Подобные наблюдения свойственны и другим читателям, исследователям Пушкина. Так, например, Я. Л. Левкович цитирует признание, которым Пушкин завершает свою статью о Байроне: «Говорят, что Байрон своею родословною дорожил более, чем своими творениями. Чувство весьма понятное! Блеск его предков и почести, которые наследовал он от них, возвышали поэта: напротив того, слава, им самим приобретенная, нанесла ему и мелочные оскорбления, часто унижавшие благородного барона, предавая имя его на произвол молве». За цитатой следует резюме. «Пушкин – замечает Левкович, – пишет как будто о самом себе (…) В сочувствии Байрону, – добавляет она, – творчество которого для Пушкина в это время (вероятно, 1835 год. – А. А.) было уже пройденным этапом, угадывается авторское волнение»[70].

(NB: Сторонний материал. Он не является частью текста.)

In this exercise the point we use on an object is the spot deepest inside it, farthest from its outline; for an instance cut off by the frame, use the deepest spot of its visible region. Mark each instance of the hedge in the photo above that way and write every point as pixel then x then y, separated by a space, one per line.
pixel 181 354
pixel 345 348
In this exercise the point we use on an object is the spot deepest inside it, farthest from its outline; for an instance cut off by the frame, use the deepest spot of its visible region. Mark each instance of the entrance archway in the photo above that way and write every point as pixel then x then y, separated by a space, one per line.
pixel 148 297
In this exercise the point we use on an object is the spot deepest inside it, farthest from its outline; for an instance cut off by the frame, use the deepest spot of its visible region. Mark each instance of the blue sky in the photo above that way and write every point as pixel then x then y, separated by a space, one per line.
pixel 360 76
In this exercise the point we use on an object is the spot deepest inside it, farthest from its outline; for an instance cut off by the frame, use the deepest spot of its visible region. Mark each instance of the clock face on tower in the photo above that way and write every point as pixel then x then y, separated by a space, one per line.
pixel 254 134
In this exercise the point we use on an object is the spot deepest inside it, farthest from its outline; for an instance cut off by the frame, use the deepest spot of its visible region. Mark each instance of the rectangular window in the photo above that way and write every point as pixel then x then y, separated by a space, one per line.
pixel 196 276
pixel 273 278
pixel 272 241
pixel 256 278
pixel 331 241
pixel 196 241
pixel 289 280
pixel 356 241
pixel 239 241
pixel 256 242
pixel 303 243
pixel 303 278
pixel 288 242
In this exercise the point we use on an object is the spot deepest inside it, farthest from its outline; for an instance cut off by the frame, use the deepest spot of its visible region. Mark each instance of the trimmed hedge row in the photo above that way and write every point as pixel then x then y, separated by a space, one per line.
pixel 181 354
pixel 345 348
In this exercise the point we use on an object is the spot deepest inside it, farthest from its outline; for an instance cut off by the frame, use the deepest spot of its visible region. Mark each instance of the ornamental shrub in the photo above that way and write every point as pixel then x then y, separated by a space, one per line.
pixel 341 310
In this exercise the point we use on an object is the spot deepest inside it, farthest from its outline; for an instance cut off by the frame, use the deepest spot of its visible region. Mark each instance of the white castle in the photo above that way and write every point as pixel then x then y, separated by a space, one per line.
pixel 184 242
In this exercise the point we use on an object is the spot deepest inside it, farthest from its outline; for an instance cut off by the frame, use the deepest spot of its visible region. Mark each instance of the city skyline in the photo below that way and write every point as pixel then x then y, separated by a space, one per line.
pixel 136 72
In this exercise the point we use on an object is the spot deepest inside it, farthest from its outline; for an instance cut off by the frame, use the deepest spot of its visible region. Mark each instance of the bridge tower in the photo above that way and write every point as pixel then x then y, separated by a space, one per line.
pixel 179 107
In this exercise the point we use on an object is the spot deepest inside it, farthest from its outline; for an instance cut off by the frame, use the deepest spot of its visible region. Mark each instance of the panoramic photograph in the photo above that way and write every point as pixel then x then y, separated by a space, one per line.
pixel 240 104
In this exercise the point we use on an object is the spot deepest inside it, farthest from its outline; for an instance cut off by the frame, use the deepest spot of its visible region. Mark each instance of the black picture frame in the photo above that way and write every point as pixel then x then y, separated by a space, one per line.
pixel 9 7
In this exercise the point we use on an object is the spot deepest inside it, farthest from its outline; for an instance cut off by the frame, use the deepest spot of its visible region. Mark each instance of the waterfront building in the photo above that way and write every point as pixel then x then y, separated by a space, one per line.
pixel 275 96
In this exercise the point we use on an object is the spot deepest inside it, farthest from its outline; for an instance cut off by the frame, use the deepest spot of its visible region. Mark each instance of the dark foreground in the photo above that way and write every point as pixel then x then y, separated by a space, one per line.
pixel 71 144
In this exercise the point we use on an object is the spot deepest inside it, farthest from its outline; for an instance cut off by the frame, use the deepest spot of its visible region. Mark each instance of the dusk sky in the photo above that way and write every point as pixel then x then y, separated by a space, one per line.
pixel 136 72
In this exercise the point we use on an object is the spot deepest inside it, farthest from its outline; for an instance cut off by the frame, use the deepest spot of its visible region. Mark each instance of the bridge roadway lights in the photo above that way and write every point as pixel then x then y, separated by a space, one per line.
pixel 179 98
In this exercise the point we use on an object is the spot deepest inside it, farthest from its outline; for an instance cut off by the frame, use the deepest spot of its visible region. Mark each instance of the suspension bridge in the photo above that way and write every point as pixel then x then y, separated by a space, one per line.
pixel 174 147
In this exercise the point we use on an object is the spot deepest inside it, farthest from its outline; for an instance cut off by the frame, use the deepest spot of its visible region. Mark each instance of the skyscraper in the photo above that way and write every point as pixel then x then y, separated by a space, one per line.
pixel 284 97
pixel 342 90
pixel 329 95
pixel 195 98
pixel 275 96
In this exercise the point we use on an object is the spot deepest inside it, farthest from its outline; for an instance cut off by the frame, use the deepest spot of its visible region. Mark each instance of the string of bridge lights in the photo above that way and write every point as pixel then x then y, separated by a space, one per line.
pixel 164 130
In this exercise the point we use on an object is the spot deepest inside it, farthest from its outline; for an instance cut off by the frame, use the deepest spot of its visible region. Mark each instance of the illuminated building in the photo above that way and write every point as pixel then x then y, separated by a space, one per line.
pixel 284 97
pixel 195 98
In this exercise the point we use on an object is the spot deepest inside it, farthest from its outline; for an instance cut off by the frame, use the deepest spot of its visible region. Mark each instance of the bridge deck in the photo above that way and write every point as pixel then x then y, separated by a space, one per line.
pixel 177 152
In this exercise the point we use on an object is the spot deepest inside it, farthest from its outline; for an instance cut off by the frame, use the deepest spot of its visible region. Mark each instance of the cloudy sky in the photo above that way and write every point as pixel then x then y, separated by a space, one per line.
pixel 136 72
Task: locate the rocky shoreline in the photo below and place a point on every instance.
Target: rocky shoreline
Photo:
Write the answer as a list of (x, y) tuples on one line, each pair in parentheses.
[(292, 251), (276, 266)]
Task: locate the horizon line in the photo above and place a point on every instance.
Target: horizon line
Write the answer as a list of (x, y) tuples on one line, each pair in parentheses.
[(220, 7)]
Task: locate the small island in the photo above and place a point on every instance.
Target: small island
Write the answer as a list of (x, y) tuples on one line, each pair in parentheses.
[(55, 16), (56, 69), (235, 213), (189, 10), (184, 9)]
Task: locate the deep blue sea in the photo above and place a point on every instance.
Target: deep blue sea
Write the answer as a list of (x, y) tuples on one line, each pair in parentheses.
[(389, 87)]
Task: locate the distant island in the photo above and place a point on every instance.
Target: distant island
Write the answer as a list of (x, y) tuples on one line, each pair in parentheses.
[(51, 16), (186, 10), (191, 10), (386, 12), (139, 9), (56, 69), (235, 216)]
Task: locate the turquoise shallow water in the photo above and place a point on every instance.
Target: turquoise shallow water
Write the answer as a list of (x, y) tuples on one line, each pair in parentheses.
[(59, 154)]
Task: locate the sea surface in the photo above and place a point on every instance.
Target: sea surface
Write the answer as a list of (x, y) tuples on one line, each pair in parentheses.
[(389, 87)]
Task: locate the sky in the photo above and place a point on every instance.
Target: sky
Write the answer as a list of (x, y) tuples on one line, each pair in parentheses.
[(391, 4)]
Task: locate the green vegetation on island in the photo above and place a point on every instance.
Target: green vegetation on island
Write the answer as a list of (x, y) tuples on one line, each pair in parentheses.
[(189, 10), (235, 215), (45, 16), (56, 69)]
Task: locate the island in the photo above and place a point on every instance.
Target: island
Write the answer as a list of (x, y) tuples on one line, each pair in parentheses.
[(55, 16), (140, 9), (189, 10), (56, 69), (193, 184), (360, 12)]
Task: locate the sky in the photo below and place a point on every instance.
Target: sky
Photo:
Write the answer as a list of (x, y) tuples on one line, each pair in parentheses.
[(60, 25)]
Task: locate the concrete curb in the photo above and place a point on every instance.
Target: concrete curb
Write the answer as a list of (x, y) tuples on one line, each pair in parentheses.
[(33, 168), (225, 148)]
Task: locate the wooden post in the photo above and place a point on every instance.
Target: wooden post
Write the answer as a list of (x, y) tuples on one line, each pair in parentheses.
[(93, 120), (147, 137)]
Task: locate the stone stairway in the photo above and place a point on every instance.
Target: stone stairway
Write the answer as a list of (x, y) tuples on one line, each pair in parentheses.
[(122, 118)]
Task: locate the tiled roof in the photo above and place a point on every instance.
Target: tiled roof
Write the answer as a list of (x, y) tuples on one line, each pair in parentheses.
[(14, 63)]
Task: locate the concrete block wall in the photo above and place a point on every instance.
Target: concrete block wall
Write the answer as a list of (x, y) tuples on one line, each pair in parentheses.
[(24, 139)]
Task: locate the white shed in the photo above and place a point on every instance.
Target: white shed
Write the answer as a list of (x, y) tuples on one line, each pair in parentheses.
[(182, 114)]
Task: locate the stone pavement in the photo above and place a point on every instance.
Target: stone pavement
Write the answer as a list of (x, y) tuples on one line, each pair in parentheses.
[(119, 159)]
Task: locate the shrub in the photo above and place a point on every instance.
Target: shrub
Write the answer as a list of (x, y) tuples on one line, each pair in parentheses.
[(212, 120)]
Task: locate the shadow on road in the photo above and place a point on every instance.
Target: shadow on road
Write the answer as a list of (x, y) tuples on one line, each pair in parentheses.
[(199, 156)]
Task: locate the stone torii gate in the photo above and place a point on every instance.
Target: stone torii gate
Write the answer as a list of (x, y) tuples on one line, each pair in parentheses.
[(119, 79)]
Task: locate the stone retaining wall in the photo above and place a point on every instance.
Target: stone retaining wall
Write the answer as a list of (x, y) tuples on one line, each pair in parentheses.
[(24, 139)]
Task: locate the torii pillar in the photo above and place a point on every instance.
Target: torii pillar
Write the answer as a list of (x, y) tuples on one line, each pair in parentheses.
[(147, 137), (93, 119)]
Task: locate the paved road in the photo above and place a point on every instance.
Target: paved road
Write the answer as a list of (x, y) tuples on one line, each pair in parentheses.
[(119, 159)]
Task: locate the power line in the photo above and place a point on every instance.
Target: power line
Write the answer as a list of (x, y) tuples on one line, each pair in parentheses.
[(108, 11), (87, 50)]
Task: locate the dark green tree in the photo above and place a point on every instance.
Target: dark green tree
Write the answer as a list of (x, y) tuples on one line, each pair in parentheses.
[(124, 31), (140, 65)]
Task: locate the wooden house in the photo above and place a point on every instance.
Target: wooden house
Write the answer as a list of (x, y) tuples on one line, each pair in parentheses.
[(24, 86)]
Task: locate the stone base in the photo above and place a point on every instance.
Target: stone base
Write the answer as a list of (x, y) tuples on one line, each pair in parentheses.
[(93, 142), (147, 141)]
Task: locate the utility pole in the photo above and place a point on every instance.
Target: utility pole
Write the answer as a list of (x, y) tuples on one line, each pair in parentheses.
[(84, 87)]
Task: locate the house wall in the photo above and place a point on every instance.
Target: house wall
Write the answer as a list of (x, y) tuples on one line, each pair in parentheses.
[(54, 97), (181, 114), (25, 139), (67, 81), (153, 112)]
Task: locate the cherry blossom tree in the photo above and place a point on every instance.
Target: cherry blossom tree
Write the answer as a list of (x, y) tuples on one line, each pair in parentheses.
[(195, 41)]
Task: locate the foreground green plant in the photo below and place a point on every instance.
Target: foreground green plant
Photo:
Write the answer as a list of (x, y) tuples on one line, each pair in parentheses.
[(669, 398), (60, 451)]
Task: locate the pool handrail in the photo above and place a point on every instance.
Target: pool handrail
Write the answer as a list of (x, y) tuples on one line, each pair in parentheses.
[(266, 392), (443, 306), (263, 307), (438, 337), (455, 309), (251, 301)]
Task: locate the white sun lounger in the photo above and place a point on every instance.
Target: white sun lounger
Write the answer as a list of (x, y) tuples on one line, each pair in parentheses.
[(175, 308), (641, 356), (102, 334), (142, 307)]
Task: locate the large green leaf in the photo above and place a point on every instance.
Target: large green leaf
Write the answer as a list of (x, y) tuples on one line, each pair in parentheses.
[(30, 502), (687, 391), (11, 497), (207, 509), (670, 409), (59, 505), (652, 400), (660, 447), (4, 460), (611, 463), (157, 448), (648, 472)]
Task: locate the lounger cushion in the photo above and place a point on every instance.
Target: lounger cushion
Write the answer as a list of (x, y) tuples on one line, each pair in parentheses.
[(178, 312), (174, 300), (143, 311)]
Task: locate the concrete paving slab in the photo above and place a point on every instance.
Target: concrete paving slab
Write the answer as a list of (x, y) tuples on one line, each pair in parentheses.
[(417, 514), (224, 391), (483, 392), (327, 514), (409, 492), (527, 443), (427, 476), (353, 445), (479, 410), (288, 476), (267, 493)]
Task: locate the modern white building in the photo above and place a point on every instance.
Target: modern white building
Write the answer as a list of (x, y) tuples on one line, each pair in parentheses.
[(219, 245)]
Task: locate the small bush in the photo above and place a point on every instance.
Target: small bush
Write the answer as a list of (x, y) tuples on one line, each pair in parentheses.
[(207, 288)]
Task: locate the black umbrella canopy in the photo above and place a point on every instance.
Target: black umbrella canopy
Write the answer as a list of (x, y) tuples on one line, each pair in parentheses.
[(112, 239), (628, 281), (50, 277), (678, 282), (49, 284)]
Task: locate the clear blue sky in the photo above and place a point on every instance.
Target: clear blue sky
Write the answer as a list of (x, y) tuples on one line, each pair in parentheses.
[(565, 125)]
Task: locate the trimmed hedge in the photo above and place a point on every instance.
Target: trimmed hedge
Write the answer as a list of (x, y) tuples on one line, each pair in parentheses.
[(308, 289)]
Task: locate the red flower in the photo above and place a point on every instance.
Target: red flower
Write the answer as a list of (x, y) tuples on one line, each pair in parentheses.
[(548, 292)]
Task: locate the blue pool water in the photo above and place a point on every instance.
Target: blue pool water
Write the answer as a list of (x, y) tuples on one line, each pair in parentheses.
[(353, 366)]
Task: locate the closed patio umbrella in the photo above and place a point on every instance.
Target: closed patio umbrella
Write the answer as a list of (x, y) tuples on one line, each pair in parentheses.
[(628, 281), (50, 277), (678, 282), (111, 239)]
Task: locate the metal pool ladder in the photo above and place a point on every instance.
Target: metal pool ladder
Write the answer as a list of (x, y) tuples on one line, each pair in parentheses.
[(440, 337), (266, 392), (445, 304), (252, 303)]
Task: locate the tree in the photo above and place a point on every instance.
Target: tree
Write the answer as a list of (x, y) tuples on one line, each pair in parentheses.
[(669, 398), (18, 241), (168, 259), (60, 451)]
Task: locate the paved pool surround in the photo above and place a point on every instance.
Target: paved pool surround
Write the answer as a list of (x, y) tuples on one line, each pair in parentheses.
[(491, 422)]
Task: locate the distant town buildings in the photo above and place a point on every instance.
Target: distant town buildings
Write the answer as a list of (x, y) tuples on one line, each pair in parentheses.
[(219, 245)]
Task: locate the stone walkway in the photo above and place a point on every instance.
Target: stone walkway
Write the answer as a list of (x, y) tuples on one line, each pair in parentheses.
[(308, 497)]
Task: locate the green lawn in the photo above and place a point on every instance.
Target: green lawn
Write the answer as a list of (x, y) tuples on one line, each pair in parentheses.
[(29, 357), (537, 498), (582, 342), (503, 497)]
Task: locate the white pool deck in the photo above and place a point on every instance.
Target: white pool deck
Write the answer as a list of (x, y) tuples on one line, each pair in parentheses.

Подобные примеры нетрудно умножить. Остановимся еще на одном. “Давно отмечено, – пишет Еремин о пушкинской статье «Вольтер», – что в описании взаимоотношений Вольтера с Фридрихом II Пушкин намекал на некоторые обстоятельства собственных взаимоотношений с царем”[71]. Эти эпизоды подтверждают «общеизвестную», как выразился один из пушкинистов, склонность поэта к литературным мистификациям, усилившуюся в последние годы жизни. Здесь не время разбираться в разнообразных причинах этого явления, но трудно обойти вниманием уместные в данной ситуации слова А. Блока: «… Пушкина убила вовсе не пуля Дантеса. Его убило отсутствие воздуха. С ним умирала его культура»[72]. Предчувствие такой смерти было внутренним поводом для статьи «Александр Радищев». В трагической биографии Радищева просматривалась собственно пушкинская, и для автора она была не менее важна, чем радищевская. Вероятно, именно потому автор, вопреки обыкновению, оказался не точен в биографических подробностях своего героя, что вызвало резко негативную реакцию младшего сына писателя, П. Радищева. Его возмущенные замечания чаще всего обращены к тем реалиям статьи, где авторская самохарактеристика довлеет себе. В результате «замечания» сына Радищева служат индикатором латентного письма в пушкинской статье, ее автобиографического метатекста.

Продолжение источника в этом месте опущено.